Alumni Journalists Honored for Work Exposing Disinformation
Two Emerson alums were honored with 2023 Walter Cronkite Awards for excellence in political television journalism for their work uncovering disinformation, at home and abroad.
Documentary filmmaker Ramona Diaz ’83 won for her film, A Thousand Cuts, about then-Philippines President Rodrigo Duterte’s war against journalists, and NBC News senior reporter Ben Collins ’10 won a “special recognition for incisive reporting from the trenches of the information war.”
The Walker Cronkite Awards are given annually by the University of Southern California Annenberg School for Communication and Journalism. 2023 entrants were limited to the subject of disinformation and the threat it poses to democracy.
“At a time when journalists are fighting a tidal wave of disinformation and misinformation,” Annenberg professor Martin Kaplan, director of the Norman Lear Center, which administers the award, said in a press release, “it’s incredibly heartening to honor these examples of superlative work by indefatigable TV reporters and producers, from the national to the local level.”
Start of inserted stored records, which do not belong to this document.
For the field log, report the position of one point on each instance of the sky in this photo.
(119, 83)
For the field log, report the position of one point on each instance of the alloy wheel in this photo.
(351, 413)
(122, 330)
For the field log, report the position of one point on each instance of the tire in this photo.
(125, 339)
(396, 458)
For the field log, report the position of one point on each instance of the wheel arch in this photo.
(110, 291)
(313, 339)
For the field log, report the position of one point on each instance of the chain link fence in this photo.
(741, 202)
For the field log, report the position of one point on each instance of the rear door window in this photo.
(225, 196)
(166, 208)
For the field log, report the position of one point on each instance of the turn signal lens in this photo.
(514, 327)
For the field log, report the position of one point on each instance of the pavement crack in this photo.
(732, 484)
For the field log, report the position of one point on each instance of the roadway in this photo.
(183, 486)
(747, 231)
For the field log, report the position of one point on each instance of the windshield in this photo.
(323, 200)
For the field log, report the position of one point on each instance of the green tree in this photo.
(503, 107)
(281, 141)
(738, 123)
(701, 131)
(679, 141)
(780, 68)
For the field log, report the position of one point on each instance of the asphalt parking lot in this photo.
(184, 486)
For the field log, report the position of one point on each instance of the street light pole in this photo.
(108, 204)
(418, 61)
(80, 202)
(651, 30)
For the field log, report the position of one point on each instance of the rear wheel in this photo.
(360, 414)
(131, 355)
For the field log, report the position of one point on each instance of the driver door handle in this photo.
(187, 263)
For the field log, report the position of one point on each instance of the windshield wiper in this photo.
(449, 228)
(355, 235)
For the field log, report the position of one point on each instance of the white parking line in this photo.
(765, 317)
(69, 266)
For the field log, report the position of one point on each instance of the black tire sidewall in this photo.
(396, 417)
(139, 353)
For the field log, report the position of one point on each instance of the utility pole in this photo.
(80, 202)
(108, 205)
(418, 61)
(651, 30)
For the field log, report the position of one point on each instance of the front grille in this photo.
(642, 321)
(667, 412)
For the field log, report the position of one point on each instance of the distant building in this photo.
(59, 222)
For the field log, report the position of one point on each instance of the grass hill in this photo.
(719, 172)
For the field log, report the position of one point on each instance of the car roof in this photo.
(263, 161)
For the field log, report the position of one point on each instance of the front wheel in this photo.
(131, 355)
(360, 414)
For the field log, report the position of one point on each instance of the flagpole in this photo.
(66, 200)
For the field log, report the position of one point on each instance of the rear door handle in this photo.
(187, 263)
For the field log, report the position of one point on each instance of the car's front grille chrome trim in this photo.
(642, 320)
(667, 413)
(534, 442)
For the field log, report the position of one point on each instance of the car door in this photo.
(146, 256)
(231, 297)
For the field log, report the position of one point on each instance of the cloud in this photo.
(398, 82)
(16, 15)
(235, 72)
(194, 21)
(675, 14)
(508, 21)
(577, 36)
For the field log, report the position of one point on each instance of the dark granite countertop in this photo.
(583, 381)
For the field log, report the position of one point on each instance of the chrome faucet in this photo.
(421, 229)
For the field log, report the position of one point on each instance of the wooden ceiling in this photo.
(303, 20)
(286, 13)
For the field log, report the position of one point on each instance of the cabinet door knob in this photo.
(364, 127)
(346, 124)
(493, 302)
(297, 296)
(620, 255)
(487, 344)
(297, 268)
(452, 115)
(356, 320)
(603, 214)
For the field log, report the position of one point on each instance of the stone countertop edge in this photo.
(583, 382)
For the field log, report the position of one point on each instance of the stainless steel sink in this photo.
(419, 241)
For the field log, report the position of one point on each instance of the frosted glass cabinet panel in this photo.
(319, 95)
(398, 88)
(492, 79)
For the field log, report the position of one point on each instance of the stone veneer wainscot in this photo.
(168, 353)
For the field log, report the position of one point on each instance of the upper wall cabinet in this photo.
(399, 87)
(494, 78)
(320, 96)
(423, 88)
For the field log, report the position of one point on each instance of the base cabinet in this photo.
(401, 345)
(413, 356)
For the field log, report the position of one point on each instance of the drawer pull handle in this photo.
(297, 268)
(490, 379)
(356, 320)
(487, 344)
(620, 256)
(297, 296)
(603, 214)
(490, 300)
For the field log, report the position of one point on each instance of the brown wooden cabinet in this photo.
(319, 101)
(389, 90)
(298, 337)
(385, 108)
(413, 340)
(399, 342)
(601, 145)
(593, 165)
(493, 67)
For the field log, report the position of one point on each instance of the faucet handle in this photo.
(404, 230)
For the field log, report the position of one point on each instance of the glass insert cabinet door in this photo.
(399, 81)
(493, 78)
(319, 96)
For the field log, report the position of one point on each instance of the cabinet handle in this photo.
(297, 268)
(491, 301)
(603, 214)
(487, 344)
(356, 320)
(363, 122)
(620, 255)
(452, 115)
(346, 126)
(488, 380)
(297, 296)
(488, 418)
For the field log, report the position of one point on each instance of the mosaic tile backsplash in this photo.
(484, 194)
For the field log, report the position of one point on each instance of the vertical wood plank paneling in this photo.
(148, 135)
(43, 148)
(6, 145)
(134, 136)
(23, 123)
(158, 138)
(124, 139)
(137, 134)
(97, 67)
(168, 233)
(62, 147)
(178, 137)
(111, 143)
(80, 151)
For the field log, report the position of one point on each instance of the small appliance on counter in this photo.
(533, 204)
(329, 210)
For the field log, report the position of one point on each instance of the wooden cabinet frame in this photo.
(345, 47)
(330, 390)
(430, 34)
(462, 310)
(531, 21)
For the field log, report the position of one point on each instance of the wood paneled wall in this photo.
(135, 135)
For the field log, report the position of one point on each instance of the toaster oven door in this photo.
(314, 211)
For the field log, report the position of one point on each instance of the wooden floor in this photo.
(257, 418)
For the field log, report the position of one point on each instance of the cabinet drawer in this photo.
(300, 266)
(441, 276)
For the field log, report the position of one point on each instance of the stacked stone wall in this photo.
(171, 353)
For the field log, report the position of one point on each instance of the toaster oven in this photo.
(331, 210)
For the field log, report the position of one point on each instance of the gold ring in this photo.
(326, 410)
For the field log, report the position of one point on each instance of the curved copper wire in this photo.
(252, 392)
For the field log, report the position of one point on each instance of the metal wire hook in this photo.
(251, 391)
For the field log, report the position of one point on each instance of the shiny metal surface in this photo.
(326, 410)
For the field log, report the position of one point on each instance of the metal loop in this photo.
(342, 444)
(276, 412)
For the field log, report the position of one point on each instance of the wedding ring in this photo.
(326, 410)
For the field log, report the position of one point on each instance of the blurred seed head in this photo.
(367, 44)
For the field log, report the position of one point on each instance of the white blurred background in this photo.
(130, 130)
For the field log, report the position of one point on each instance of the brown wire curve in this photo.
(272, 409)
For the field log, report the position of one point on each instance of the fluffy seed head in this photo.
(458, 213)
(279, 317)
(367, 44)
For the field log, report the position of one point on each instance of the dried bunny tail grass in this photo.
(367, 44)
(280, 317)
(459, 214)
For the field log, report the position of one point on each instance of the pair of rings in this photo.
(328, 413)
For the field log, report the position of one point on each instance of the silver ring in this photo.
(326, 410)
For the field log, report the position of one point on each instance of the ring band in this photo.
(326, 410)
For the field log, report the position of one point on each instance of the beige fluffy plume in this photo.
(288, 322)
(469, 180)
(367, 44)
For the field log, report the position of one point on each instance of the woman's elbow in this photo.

In giving a special recognition to Collins, judges called it “inspiring” to watch him cover stories such as the racist manifesto of the Buffalo shooter or the anti-trans campaigns leading up to the Club Q shooting in Colorado Springs, “bearing witness to the extremism on the dark web” and “holding it accountable.”
Judges also praised Collins’ public questioning of journalists’ responsibilities in reporting on disinformation and extremism, and his work’s impact or lack thereof on violence.
Read more about Collins in “Stop Making Sense: Living in an Age of Disinformation & Misinformation,” in the Spring 2022 issue of Expression magazine.
A Thousand Cuts, which aired as an episode on PBS’ Frontline, “does ‘an unbelievable job illustrating the nuances, vulnerabilities and disinformation campaigns all at play’ in Philippines President Rodrigo Duterte’s epic battle with the press over facts and truth, told through the story of one of his prime targets, journalist Maria Ressa,” according to the Annenberg Center.
“Judges said ‘this film masterfully depicts … a recipe for national disaster that applies to us all globally.’”
Diaz won a 2022 Peabody Award for the film.
Awards will be presented Friday, June 9, at the National Press Club in Washington, D.C.